The national average price for a gallon of on-highway diesel fuel increased more than 27 cents per gallon in just two weeks, reaching a new all-time high of $3.552 per gallon for the week ending Monday, Feb. 25.
Then, on Tuesday, Feb. 26, ProMiles reported that the price had gone up again overnight, hitting a new national average of $3.59. That means a 200-gallon fill-up will cost you $718.
The previous record according to the U.S. Energy Information Administration was $3.444 set Nov. 26, 2007.
The EIA reported that the average price of ultra-low sulfur diesel was $3.558 on Monday, up 15.3 cents from the previous week. Remaining low-sulfur diesel supplies averaged $3.511, up 17.6 cents from the previous week.
The New England region, at $3.710 per gallon, had the highest average for ULSD by region, following an increase of 12.2 cents.
The Central Atlantic region averaged $3.694 for ULSD, up 16 cents, while the Lower Atlantic region averaged $3.568 with an increase of 16.5 cents per gallon.
ULSD in the East Coast region averaged $3.619.

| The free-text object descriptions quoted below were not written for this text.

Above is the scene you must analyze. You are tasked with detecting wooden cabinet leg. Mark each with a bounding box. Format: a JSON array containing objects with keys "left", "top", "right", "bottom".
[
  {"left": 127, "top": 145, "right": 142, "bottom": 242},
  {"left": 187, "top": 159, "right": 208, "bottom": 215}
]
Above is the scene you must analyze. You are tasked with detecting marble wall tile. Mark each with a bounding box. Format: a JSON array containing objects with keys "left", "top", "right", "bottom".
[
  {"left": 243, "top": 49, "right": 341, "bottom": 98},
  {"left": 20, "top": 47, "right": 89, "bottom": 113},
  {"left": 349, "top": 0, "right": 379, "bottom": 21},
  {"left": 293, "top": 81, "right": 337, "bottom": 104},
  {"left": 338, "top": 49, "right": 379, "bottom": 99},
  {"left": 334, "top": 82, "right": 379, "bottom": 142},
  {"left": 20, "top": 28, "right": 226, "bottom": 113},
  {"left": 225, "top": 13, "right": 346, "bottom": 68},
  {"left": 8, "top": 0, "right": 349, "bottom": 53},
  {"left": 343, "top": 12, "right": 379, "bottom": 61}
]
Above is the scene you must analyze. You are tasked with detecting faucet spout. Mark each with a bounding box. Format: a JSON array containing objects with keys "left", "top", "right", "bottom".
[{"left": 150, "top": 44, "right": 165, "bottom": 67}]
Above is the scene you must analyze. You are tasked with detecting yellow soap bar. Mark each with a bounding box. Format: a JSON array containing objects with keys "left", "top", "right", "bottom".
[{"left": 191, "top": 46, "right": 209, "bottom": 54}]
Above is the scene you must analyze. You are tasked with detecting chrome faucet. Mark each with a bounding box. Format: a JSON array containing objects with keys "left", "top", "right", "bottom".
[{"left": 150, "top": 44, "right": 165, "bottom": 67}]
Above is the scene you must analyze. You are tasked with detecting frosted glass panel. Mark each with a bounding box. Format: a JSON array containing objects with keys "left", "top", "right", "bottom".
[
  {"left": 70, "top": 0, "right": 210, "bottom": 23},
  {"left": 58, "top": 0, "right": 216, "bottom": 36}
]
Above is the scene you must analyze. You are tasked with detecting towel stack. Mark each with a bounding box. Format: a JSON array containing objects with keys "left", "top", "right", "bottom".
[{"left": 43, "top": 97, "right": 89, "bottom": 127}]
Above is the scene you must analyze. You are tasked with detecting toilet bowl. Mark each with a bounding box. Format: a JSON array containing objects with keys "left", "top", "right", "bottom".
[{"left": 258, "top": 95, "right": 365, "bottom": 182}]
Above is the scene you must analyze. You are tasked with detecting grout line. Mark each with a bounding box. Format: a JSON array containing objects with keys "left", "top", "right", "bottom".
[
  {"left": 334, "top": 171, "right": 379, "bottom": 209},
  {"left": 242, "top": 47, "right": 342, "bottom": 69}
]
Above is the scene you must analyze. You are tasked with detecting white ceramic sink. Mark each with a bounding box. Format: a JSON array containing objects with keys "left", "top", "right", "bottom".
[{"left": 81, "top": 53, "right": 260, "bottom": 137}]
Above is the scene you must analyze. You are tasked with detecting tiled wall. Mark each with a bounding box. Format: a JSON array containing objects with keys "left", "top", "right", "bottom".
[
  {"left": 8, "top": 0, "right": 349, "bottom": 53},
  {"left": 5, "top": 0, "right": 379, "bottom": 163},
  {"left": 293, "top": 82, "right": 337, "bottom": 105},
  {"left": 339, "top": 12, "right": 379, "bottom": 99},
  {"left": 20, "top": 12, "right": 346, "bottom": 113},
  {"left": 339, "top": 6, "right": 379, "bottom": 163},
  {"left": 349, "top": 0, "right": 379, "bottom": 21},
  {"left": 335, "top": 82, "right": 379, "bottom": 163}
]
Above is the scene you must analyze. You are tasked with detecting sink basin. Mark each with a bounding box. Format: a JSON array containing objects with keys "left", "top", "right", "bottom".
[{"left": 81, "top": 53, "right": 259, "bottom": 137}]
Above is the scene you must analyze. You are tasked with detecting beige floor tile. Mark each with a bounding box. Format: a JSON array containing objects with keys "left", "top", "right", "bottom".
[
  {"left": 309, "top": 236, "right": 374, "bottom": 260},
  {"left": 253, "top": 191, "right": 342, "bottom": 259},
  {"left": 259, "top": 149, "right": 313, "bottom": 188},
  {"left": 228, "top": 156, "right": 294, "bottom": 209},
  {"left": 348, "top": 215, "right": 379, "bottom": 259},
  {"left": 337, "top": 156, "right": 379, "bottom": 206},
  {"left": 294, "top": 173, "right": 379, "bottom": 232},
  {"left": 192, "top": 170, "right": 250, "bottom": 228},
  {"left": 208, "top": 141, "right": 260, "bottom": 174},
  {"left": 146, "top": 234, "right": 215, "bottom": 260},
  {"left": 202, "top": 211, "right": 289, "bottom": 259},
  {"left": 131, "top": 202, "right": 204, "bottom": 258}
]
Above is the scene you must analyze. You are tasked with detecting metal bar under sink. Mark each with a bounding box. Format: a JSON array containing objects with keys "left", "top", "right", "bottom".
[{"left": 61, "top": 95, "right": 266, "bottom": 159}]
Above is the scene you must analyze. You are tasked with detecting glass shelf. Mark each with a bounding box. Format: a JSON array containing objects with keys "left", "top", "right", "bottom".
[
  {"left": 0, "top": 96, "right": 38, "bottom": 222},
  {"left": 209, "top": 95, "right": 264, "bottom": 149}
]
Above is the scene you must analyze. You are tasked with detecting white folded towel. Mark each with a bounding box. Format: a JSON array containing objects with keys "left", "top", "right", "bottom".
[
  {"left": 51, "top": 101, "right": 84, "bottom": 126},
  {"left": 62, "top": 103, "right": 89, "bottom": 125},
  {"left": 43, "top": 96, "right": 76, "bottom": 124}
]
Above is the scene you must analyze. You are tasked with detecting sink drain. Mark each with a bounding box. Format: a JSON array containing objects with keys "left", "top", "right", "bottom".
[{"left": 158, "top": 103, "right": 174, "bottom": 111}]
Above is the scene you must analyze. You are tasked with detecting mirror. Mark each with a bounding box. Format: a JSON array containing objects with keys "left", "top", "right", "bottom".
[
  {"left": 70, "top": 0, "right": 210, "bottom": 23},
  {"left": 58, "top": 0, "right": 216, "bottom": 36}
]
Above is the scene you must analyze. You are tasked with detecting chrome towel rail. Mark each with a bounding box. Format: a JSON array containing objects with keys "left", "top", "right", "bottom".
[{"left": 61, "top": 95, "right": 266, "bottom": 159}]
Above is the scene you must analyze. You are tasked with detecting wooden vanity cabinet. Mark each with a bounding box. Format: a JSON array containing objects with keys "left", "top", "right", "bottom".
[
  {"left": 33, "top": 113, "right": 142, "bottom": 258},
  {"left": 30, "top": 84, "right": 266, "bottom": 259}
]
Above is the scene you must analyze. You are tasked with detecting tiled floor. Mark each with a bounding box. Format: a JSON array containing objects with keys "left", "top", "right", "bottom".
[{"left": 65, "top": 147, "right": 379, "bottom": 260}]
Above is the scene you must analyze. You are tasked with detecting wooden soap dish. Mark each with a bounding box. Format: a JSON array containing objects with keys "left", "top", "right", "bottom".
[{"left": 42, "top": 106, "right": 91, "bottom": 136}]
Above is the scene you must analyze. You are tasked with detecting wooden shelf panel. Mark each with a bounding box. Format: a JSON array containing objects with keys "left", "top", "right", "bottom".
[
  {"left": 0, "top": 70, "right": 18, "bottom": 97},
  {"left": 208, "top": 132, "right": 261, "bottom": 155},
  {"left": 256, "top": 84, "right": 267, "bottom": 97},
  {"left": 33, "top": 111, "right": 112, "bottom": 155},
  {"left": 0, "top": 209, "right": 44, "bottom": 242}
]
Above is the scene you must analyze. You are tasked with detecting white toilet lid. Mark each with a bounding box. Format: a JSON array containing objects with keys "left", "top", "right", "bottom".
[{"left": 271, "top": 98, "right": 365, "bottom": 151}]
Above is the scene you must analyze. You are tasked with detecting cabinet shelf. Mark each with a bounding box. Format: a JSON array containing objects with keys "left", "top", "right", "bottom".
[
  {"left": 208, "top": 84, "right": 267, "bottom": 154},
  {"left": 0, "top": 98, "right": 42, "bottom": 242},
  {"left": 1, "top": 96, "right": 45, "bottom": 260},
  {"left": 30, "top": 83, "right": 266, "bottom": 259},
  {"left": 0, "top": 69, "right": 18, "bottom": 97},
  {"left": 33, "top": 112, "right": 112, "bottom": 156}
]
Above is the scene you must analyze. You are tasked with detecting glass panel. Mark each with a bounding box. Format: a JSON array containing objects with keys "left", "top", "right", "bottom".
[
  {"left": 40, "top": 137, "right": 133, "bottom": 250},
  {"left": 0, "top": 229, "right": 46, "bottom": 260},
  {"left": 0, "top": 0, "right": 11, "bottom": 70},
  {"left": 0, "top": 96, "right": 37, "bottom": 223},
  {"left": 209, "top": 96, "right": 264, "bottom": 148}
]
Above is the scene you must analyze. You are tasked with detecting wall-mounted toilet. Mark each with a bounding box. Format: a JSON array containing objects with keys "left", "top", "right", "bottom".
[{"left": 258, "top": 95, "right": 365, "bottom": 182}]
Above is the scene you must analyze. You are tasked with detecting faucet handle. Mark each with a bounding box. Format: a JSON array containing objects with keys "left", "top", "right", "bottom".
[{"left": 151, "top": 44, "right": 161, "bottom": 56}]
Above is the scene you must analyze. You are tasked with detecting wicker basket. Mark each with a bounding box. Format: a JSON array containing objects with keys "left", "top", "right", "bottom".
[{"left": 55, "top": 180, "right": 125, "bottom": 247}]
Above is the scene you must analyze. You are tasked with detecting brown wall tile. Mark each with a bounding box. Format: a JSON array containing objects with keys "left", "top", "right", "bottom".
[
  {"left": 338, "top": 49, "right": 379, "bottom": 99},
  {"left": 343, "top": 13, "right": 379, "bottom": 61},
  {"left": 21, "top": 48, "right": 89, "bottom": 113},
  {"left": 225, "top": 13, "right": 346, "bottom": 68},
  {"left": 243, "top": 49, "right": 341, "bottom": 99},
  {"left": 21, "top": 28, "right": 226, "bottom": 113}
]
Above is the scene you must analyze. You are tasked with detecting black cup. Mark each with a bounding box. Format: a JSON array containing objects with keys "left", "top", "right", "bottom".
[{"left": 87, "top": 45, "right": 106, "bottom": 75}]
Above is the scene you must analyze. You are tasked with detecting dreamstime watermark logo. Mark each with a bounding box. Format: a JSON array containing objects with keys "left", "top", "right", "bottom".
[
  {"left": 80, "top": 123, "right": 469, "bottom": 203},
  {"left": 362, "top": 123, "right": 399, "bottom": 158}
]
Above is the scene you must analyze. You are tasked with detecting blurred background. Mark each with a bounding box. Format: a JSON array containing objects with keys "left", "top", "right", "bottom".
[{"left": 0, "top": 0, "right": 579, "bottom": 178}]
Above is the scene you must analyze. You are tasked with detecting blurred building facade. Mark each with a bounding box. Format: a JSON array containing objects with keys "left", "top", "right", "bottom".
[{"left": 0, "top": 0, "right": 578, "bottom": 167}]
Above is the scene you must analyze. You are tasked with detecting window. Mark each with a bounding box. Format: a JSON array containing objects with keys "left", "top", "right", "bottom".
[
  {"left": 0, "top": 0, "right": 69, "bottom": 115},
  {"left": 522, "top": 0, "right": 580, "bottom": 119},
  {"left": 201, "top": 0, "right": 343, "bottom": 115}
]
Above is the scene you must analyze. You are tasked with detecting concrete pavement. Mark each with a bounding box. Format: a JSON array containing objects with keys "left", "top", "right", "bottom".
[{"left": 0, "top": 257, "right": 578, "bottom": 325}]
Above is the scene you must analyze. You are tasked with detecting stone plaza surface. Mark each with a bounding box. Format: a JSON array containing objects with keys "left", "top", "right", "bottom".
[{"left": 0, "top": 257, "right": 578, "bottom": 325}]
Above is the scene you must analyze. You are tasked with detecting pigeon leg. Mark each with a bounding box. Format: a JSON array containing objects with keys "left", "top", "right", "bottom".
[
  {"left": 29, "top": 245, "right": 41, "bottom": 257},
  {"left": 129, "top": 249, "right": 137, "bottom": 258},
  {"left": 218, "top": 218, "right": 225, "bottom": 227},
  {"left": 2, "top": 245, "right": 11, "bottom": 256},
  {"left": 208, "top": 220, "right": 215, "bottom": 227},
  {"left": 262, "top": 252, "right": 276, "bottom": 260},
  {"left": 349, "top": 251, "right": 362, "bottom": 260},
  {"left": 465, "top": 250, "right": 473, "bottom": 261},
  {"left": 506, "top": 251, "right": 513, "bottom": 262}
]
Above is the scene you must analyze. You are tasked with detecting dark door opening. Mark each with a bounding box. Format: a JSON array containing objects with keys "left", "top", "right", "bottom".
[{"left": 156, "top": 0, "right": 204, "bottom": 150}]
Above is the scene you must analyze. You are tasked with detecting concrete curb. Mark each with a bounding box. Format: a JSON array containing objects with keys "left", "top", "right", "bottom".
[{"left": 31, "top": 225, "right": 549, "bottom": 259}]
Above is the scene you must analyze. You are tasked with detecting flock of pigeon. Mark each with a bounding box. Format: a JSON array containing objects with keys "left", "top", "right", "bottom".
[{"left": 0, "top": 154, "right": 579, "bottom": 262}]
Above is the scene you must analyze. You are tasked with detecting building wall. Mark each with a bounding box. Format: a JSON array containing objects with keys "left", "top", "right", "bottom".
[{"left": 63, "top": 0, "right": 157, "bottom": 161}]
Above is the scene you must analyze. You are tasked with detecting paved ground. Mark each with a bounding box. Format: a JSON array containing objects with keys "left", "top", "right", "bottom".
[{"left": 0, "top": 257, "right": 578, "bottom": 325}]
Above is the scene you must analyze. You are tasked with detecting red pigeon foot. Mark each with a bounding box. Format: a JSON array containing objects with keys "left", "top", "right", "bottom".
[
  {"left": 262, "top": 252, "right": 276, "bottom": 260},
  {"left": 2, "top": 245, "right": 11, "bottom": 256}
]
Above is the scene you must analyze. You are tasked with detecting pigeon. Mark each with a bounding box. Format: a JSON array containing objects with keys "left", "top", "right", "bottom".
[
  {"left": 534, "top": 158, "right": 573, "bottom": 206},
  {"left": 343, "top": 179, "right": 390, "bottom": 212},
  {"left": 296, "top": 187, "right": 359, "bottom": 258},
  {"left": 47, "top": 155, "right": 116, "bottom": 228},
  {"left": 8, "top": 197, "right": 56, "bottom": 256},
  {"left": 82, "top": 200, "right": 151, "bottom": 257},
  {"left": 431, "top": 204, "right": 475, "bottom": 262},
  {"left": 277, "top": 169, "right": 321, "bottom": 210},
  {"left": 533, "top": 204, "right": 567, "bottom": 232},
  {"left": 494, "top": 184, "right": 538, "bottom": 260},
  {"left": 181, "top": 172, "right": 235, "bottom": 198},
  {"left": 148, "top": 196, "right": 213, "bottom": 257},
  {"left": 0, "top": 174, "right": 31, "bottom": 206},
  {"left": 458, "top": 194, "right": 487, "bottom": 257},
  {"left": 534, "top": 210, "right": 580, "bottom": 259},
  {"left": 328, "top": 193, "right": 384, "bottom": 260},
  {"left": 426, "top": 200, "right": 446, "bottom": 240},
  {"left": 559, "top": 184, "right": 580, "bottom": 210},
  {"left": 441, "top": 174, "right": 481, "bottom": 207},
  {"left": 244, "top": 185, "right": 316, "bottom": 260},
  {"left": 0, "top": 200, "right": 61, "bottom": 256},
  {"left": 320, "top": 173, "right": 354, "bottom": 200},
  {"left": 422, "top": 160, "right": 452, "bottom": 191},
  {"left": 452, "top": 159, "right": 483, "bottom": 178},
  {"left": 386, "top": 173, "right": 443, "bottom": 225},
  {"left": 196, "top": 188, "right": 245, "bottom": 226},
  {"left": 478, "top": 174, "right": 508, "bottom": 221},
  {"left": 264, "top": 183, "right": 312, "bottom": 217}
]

California averaged $3.672 per gallon for ULSD, up 16.1 cents, while the West Coast region averaged $3.612, up 15 cents from $3.462 the previous week.
ULSD in the Midwest region had an average price of $3.534, up 15.7 cents per gallon.
The Rocky Mountain region had the lowest average pump price for ULSD at $3.476 per gallon, up 12.3 cents from $3.353.
The Gulf Coast region averaged $3.513 per gallon, up 14.3 cents from $3.370.
The price of crude oil continued to remain high, closing Monday at $99.23 for April futures of light sweet crude. That price was 42 cents higher than the previous trading day. By noon Tuesday, crude was going for almost $101 per barrel.